Thursday, 07 December, 2006

Widescreen TVs and HDTV keeping people at home more

Over half of all Americans are staying home more than they did two years ago to enjoy high-tech entertainment between their own four walls, according to research by Marketing Daily.

Nearly as many say new technology such as widescreen TVs and HDTV has turned TV-watching into a social event.

According to the Consumer Electronics Association, wide-screen TVs - those 40 inches or larger - accounted for 21% of all TVs shipped in the US this year, up from 14% last year. As screens grow in size, the cost is plummeting, making the sets available to more people.

“We’re experiencing a phenomenon of people migrating to larger TVs,” says Sean Wargo, the Consumer Electronics Association’s director of industry analysis.
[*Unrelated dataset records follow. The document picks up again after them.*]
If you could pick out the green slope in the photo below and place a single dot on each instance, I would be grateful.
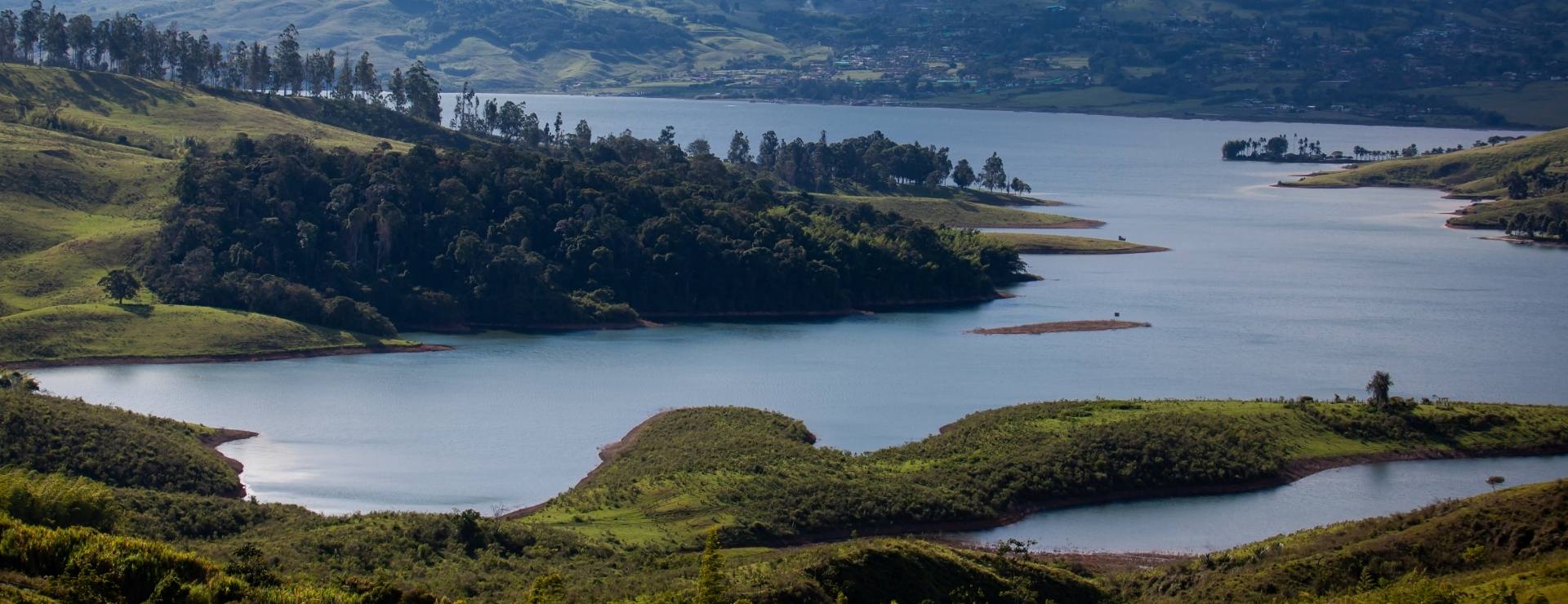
(1509, 546)
(85, 173)
(1471, 173)
(760, 477)
(134, 331)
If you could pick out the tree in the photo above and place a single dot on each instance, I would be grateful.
(291, 68)
(1377, 389)
(424, 93)
(119, 284)
(344, 90)
(710, 581)
(13, 380)
(368, 82)
(399, 90)
(1276, 146)
(549, 588)
(739, 148)
(32, 29)
(991, 175)
(963, 176)
(80, 35)
(8, 29)
(768, 151)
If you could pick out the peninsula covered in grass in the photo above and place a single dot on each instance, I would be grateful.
(1521, 185)
(163, 517)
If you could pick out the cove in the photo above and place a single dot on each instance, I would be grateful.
(1266, 292)
(1209, 523)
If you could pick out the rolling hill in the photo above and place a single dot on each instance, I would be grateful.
(88, 163)
(1539, 162)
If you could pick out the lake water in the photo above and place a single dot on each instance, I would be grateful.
(1209, 523)
(1266, 292)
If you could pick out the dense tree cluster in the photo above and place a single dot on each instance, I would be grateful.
(126, 44)
(576, 233)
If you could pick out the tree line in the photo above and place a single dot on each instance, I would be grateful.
(590, 231)
(131, 46)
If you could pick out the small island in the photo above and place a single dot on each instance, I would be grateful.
(1040, 243)
(1060, 326)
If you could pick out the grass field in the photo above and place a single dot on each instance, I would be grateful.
(151, 115)
(61, 333)
(1039, 243)
(1472, 173)
(122, 526)
(85, 175)
(758, 476)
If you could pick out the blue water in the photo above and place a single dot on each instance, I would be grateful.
(1266, 292)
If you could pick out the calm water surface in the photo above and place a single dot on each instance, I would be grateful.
(1266, 292)
(1209, 523)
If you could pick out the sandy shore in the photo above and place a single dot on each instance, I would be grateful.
(1058, 326)
(220, 437)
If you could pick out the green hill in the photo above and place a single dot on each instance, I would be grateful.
(760, 477)
(165, 331)
(1429, 61)
(1482, 173)
(1508, 546)
(112, 446)
(88, 163)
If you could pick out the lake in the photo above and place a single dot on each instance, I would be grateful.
(1267, 292)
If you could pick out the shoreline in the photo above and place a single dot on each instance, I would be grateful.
(221, 437)
(281, 355)
(1134, 250)
(1291, 473)
(1080, 112)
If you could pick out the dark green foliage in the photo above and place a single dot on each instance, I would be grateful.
(56, 501)
(119, 284)
(1002, 460)
(112, 446)
(507, 236)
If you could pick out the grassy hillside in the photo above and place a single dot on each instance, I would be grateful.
(960, 212)
(1037, 243)
(1509, 546)
(69, 539)
(87, 167)
(105, 331)
(1472, 173)
(112, 446)
(151, 115)
(760, 476)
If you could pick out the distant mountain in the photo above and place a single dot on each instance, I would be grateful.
(1424, 61)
In fact, like many couch potatoes, TV sets have gained an inch a year for the past five years.

TVs used to hide behind huge entertainment consoles, but people are starting to take them out of the closet and hang them prominently above the mantel or on a living room wall. “They’re a status symbol as well as en entertainment vehicle,” says Wargo, which partly explains why people like to frame their social life around widescreen TVs.

The Synovate study found that the young-middle-aged are the most likely group to party in front of the TV. Well over 300 of all respondents said they have HDTV, widescreen or plasma TVs at home, and of this group, 47% said they’re watching TV in a social setting more often because of these new technologies. But that figure shoots up to 67% for respondents ages 35 to 44.

Not surprisingly, younger age groups are less inclined to stay home because of high-tech entertainment systems.  No surprise there.